WT23 is still being denied access to at least 32 containers, including certain toys and goods with an estimated value of $6 million that need to be shipped to third-party retailers by July 2022.  FAC ¶34.

Plaintiff/Cross-Defendant WT23 seeks (1) compensatory damages in the amount of at least $500,000, (2) consequential damages in the amount of at least $500,000, (3) disgorgement of all fees and other charges paid by WT23 to which SFI was not legally or contractually entitled, (4) treble damages for goods unlawfully retained and stolen by SFI, (5) punitive damages, (6) reformation of the Agreement, (7) declaratory relief under the Agreement, (8) interest of 10% from the date of filing of the FAC, (9) reasonable attorney’s fees and costs, and (10) such other and further relief deemed just and appropriate by the court.  FAC, pp.  13-14.

 

2. Cross-Complaint

On December 2, 2022, Defendant/Cross-Complainant filed a Cross-Complaint against WT23 and World Tech Toys, Inc. (“WTT”), alleging causes of action for breach of contract, goods and services rendered, and account stated.  The Cross-Complaint alleges in pertinent part as follows.

In or about March 2019, WTT and WT23 approached SFI to request that SFI arrange the transportation of WTT's merchandise from Asia to various destinations in the United States.  X-Compl. ¶7.

In connection with this request, WT23 executed the Agreement, which sets forth SFI's terms and conditions of service.  X-Compl. ¶8, Ex. A.  In the Agreement, WT23 requested a credit limit of $ 100,000 and credit terms of NET 30 days. X-Compl. ¶9. By e-mail dated April 3, 2019, SFI approved the Agreement, subject to a credit limit of $ 30,000 and credit terms of NET 30 days. X-Compl. ¶10.

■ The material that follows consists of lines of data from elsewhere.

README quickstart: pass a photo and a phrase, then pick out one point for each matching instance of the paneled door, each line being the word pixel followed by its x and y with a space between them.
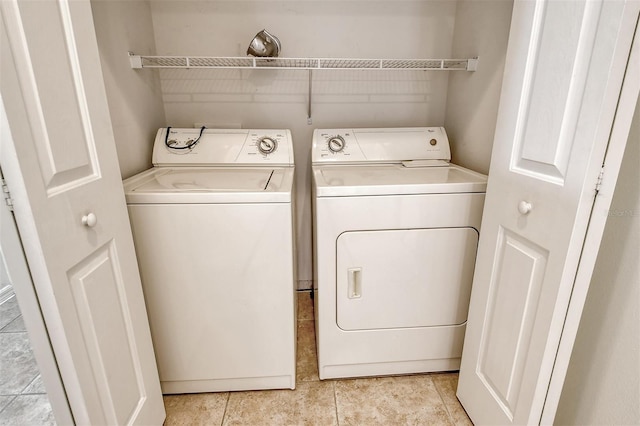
pixel 565 68
pixel 58 156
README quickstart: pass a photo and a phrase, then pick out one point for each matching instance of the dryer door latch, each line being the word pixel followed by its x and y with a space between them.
pixel 354 287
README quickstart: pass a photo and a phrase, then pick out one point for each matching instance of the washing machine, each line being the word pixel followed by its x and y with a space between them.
pixel 396 229
pixel 212 223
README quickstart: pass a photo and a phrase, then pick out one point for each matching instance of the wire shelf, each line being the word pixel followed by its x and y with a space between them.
pixel 200 62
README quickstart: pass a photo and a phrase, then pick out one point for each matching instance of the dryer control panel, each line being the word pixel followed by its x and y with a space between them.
pixel 388 145
pixel 207 147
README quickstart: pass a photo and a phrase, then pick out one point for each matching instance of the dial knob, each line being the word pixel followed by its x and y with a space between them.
pixel 336 143
pixel 267 145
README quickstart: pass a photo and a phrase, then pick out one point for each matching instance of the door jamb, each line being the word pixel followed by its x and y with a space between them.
pixel 628 101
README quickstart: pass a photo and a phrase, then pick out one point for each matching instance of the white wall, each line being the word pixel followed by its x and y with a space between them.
pixel 134 97
pixel 603 380
pixel 481 28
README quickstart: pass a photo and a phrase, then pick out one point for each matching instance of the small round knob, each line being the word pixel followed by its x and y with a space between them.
pixel 89 220
pixel 267 145
pixel 524 207
pixel 336 143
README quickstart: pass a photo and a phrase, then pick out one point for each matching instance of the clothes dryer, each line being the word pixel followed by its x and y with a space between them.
pixel 395 236
pixel 212 223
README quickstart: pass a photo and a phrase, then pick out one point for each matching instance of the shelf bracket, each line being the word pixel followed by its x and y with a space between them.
pixel 309 121
pixel 135 60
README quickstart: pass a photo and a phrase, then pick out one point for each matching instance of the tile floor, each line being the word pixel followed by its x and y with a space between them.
pixel 427 399
pixel 23 399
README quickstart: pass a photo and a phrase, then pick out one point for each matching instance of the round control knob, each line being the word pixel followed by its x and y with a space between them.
pixel 336 143
pixel 89 220
pixel 267 145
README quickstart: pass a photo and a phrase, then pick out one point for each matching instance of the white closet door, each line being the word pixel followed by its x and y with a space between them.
pixel 565 66
pixel 59 159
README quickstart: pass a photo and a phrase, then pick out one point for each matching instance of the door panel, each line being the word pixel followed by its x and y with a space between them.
pixel 565 65
pixel 404 278
pixel 54 95
pixel 514 296
pixel 552 90
pixel 98 290
pixel 61 166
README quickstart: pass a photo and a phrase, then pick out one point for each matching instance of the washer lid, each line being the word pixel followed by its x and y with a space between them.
pixel 394 179
pixel 210 185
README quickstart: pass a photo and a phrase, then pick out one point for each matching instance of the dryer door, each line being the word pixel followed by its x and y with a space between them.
pixel 404 278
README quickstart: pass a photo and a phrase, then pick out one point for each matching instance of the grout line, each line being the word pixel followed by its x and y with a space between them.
pixel 7 404
pixel 446 406
pixel 226 405
pixel 335 401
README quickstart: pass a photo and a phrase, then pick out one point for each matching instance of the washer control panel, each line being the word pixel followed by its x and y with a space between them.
pixel 380 145
pixel 197 146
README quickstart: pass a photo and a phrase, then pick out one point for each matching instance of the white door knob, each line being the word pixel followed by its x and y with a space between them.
pixel 89 220
pixel 524 207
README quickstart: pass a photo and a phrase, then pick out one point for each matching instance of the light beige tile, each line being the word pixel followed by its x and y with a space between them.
pixel 18 366
pixel 406 400
pixel 447 383
pixel 311 403
pixel 307 361
pixel 35 387
pixel 32 410
pixel 195 409
pixel 305 306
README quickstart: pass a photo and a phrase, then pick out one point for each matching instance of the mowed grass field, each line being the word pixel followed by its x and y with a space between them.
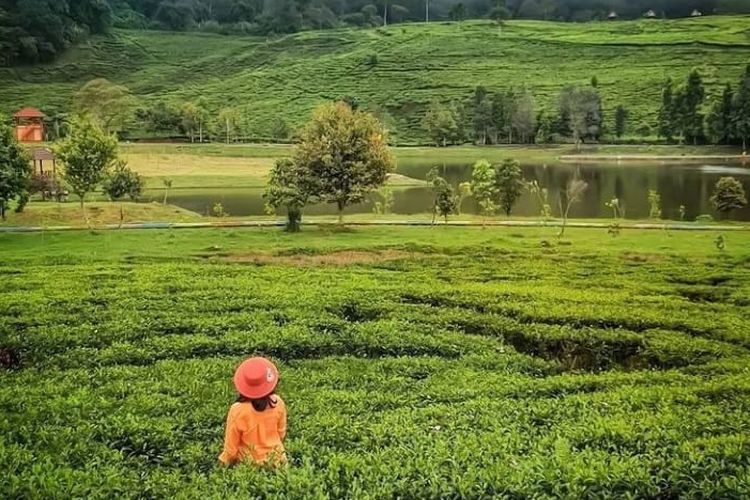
pixel 287 77
pixel 416 363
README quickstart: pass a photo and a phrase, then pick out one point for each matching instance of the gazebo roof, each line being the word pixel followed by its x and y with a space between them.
pixel 29 113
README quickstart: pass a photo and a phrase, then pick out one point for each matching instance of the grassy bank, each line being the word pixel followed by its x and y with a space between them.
pixel 415 362
pixel 287 77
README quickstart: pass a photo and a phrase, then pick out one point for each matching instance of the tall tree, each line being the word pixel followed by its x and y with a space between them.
pixel 621 117
pixel 113 106
pixel 87 154
pixel 667 112
pixel 719 121
pixel 15 170
pixel 343 155
pixel 741 112
pixel 509 184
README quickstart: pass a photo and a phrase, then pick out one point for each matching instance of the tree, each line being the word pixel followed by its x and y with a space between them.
pixel 121 181
pixel 15 170
pixel 482 115
pixel 484 188
pixel 285 189
pixel 509 184
pixel 583 108
pixel 729 195
pixel 690 99
pixel 573 194
pixel 523 118
pixel 667 113
pixel 445 202
pixel 229 122
pixel 621 116
pixel 87 154
pixel 741 113
pixel 441 124
pixel 343 155
pixel 112 106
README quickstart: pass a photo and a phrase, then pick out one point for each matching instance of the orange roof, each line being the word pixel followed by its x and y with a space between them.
pixel 29 113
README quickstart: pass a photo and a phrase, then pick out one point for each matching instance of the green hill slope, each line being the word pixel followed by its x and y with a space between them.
pixel 415 63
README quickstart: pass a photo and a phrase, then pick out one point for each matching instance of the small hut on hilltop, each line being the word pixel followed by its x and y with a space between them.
pixel 29 125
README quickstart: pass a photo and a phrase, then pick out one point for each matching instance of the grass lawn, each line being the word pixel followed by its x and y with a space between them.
pixel 427 362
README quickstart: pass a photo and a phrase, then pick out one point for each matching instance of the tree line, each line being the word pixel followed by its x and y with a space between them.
pixel 39 30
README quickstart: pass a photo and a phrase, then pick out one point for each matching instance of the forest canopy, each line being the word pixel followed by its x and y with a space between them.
pixel 38 30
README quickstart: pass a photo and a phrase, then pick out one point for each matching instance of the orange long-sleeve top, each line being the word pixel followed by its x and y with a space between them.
pixel 254 434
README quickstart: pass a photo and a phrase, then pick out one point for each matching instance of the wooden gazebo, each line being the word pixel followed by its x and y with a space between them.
pixel 41 155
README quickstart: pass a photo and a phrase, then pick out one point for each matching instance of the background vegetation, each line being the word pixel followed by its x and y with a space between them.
pixel 272 85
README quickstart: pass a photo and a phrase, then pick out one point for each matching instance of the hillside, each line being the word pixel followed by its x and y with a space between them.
pixel 415 64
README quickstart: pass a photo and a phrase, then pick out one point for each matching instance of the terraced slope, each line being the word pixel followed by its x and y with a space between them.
pixel 415 64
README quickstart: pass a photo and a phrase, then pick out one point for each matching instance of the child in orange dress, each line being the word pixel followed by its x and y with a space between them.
pixel 256 424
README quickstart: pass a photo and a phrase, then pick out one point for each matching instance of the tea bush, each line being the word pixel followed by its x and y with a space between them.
pixel 474 366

Between April 2019 and August 2021, Cross-Defendants hired SFI to arrange transportation of over 75 shipments of WTT's merchandise from Asia to the United States.  For each of these shipments, SFI arranged for air transportation, ocean transportation and/or customs clearance at the place of delivery without incident.  X-Compl. ¶11.

At all times between April 2019 and August 2021, the outstanding balance owed by Cross-Defendants to SFI for these 9 services remained below the agreed upon $ 30,000 credit limit. Therefore, SFI invoiced Cross-Defendants for these services under the credit terms of NET 30 days (payment due within 30 days of the date of invoice), pursuant to the terms of the Agreement. X-Compl. ¶12.

Between August and October 2021, Cross-Defendants hired SFI to arrange transportation for approximately 40 more 16 shipments of WTT's merchandise from Asia to the United States. SFI's fees for services provided for these shipments (including fees advanced by SFI on Cross-Defendants' behalf) were in excess of $ 500,000.  X-Compl. ¶13.

In or about October 2021, SFI informed Cross-Defendants that the unpaid fees exceeded the agreed upon $30,000 credit limit, and that Cross-Defendants' payment for all pending and future shipments would be due upon delivery, pursuant to the terms of the Agreement.  X-Compl. ¶14.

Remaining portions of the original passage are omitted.